Richmond Council's education chief on 'blended' learning, a lack of laptops and happy parents

By The Editor

20th Jul 2020 | Local News

Lockdown has seen families and friends explore the benefits of connecting virtually with their loved ones.

So it is in schools, which have moved quickly to set up digital links with families to provide high quality teaching to their students at home.

This is a piece from Councillor Penny Frost, Liberal Democrat councillor for Ham, Petersham and Richmond Riverside ward and chair of the Education and Children's Services Committee on Richmond Council.

We are all hoping and planning to move forward to a 'post-lockdown' period where services and leisure activities settle down into a more recognisable pattern, but we are a long way away from returning to life as it was before Covid.

This will be particularly true for schools as they begin to welcome back all their pupils and students for the autumn term.

Blended learning

As schools work on their plans to overcome the difficulty of providing teaching in conditions where social distancing can't be fully managed, heads are aiming to offer 'blended learning' from September onwards, with some face-to-face classroom or smaller group teaching and continuing regular virtual teaching which can be accessed through the internet.
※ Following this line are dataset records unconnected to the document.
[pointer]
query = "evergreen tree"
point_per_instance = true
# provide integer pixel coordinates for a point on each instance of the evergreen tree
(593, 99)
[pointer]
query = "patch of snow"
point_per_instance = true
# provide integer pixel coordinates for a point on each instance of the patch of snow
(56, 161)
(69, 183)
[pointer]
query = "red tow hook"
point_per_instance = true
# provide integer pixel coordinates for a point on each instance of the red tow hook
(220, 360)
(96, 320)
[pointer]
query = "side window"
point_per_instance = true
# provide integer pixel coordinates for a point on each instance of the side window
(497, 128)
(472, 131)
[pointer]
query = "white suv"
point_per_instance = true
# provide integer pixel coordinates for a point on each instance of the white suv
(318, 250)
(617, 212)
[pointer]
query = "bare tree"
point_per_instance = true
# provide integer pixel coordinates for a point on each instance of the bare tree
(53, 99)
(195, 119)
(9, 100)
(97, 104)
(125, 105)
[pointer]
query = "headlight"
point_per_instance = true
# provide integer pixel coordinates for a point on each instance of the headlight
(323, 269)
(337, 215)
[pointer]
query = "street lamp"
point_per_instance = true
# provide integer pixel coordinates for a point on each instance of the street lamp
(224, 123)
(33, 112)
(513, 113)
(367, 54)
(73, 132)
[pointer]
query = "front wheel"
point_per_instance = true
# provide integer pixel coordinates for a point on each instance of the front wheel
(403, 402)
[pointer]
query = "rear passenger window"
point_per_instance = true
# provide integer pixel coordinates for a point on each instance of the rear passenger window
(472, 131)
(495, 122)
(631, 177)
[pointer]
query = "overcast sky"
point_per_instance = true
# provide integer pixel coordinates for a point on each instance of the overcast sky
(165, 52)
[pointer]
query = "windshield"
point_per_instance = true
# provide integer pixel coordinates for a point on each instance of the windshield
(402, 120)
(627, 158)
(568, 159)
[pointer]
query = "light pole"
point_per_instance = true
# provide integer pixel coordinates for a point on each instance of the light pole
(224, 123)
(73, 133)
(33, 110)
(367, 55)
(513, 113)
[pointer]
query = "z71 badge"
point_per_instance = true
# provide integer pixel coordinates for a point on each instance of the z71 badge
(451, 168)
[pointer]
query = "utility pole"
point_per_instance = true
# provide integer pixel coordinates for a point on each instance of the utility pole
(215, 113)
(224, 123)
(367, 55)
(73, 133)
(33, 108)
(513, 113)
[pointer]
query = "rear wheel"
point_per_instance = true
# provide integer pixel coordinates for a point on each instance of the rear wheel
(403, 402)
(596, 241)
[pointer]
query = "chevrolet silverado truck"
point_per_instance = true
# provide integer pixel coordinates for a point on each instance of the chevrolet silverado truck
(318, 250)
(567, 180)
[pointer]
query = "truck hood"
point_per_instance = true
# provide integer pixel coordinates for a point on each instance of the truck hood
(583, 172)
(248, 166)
Students going on to college and university will also have heard a great deal about the blended learning they will experience next year as they start their FE and HE courses.
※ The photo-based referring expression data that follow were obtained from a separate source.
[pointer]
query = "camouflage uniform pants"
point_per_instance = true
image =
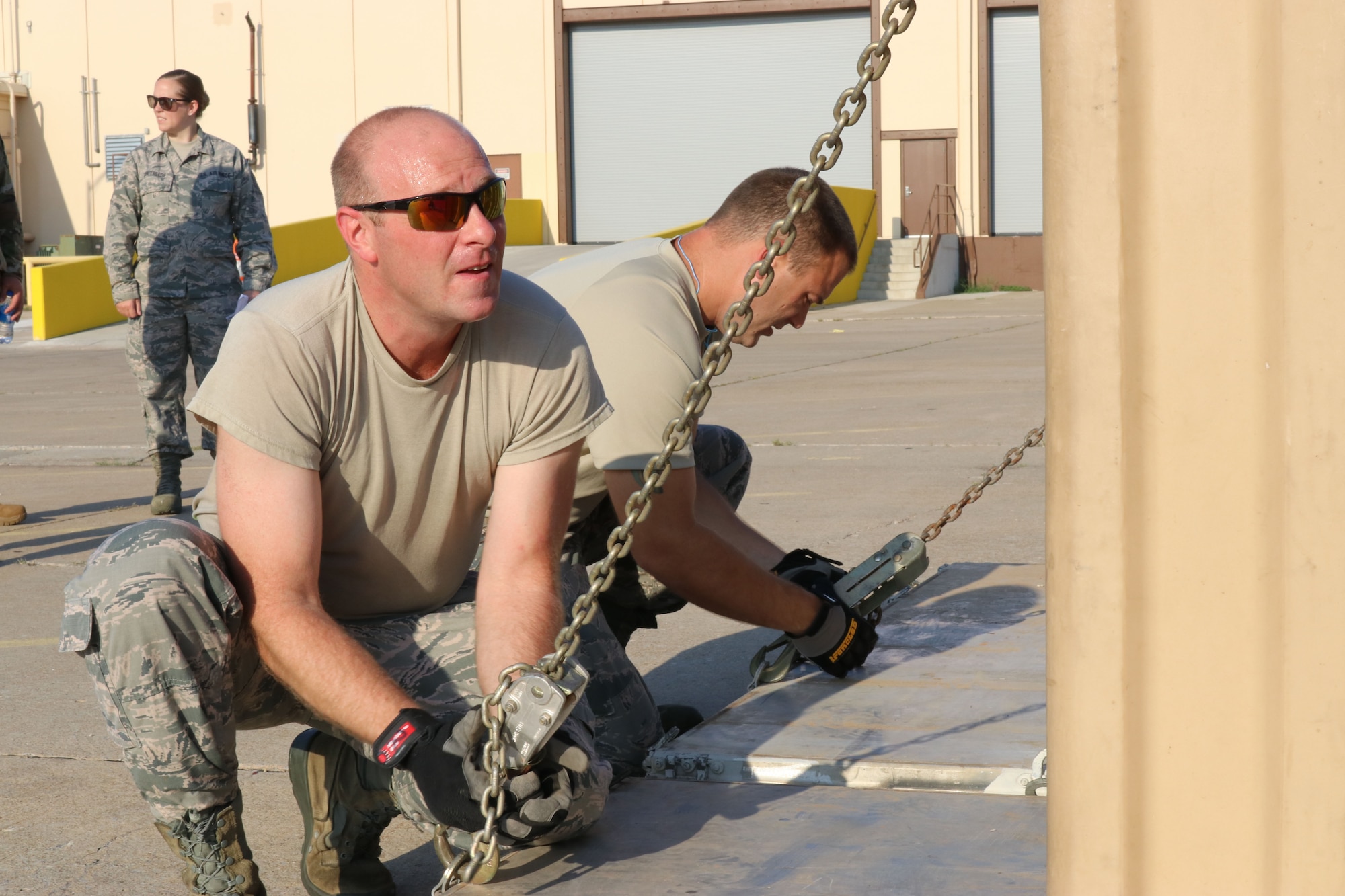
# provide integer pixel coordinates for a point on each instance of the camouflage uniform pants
(724, 460)
(177, 670)
(162, 338)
Teachers have risen to the challenge of delivering their virtual curriculum over the internet, setting assignments for students to complete and return for marking, and providing individualised feedback for their students.

Teachers have been following up the students whose participation is patchy, or have been struggling to manage their work away from the support they would be given in the classroom.

Happy parents in Petersham

In Ham and Petersham, we have heard some wonderful feedback from parents who have been very satisfied with the efforts teachers have gone to, and are relieved that their children have been as little disadvantaged as possible through the lengthy school closure.

However, virtual teaching and learning has highlighted a number of associated problems. Some families have little access to Wi-Fi, particularly while libraries have been closed.

Families where parents have also been working from home have experienced significant competition for laptops, and schools have done their best to lend school equipment to help out where they can.

The Department for Education has provided laptops for young people in Year 10, vulnerable children and Children in Care, but this has barely alleviated the need that some families have experienced.

The great worry following the prolonged school closures is that some young people from more disadvantaged families will have fallen further behind, and school heads and governing boards are very aware of the need to monitor the progress of all groups over the course of the next term.

Many thanks to Cllr Frost who wrote this piece for Richmond Nub News.